Friday, 1 February 2013

Harpenden neighbours

It is back to the Harpenden years for this week’s entry.

Most of the people at our end of Dalkeith Road very much kept themselves to themselves and neither Mum nor Dad would have regarded any of their near neighbours as friends. There was never any sense of community spirit but neither was there ever any hostility between the different families.
Looking back one or two events did strike me as rather strange.  The lady at number 66, so our immediate neighbour, saw burglars climbing into our house through a back window in the late evening while Mum and Dad were away overseas.  What did she do about it?  Nothing is the answer, because as she said later, “I didn’t want to get involved.”   What made her behaviour even stranger was that she subsequently went to quite a lot of trouble to make sure that the window was replaced and the house left secure once the police had finished their investigation.

For many years there was an understanding that “For Sale” boards were not to be used by Harpenden estate agents.

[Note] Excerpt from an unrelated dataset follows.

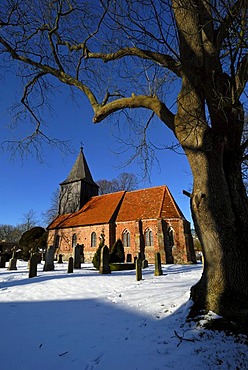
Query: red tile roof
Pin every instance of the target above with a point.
(97, 210)
(149, 203)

So when our neighbours at number 62 put their house on the market there was nothing to make us look at the, usually ignored, property section of the Harpenden Free Press  to make us realise that they were moving.  That said it was a great surprise when a removal van arrived and burly men started emptying the house.  Unsurprisingly Mum went round to see what was going on – to be told by our neighbours of at least 10 years standing that they were moving to St Albans.  I think Mum and Dad were rather hurt by the way the neighbours had kept their departure such a secret.
Number 64 was sold in 2005 not long after Dad died and when Mum had moved into a residential home for the elderly near Rugby and I have only been back to Harpenden a handful of times since then.